Leonardo Favio – Antologia Musical (1992)
Leonardo Favio – Antologia Musical (1992)
01 - Ella ya me Olvido 02 - Quiero aprender de memoria 03 - Lo mismo que tu 04 - O quizas simplemente te regale una rosa 05 - Hola Che 06 - La conoci en un parque 07 - Fuiste mia un verano 08 - El niño y el canario 09 - Ni el clavel ni la rosa 10 - No juegues mas 11 - Asi es carolita 12 - No ser dios y cuidarlos 13 - Amanecer y la espera 14 - Para saber como es la soledad 15 - Anny 16 - Alguna vez una cancion 17 - De pronto sucedio 18 - Ding Dong 19 - Y el mundo sigue girando 20 - La foto de carnet
Leonardo Favio was one of Argentina’s foremost film directors and a popular singer-songwriter throughout Latin America. He was also a close ally of Juan Perón.
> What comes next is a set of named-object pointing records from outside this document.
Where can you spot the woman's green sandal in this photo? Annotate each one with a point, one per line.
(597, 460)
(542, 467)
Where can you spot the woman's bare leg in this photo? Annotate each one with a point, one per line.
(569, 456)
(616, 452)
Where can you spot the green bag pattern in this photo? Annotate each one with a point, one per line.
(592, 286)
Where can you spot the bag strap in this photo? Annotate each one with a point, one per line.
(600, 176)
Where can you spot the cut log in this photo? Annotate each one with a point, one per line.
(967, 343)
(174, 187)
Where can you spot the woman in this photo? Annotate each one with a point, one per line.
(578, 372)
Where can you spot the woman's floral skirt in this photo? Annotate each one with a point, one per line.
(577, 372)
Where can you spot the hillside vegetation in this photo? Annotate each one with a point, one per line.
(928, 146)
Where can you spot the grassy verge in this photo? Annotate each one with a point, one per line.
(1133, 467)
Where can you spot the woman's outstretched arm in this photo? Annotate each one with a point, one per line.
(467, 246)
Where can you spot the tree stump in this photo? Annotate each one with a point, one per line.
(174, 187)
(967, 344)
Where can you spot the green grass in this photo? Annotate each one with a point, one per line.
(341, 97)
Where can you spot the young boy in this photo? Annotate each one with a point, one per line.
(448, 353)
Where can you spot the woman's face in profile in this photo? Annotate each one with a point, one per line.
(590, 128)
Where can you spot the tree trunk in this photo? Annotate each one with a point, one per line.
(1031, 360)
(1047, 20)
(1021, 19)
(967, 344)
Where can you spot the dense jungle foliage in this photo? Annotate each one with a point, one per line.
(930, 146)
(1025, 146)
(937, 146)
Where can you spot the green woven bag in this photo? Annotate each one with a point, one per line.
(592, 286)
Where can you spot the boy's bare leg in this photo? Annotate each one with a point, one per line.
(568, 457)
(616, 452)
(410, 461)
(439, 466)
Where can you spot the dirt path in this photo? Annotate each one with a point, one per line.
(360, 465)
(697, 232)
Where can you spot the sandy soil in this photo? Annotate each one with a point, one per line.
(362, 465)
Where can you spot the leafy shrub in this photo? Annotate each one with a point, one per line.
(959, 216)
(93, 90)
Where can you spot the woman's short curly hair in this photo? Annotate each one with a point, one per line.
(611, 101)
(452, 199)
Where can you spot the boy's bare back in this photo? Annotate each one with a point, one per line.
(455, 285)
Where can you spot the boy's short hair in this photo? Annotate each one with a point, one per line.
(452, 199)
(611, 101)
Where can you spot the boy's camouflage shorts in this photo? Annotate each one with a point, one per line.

Fuad Jorge Jury was born on May 28 1938 into a family of Syrian-Lebanese origin at Luján de Cuyo, in the western Argentine province of Mendoza. He had a turbulent childhood, marked by his father leaving the family home. His mother struggled to make ends meet and Favio, as he became known, was frequently in trouble with the law.
As a young man, Favio trained at a seminary and enlisted in the Navy before trying his luck as an actor in Buenos Aires. He worked under the director Leopoldo Torre Nilsson, and his good looks helped him establish a reputation as the Argentine James Dean. Favio quickly developed an ambition to be on the other side of the camera, however, and directed his first short film in the late 1950s.
His first feature film, Crónica de un niño solo (Chronicle of a Lonely Child, 1965), drew on his experiences as an adolescent, portraying sombre scenes in Argentine youth detention centres and gritty social problems which he himself had encountered.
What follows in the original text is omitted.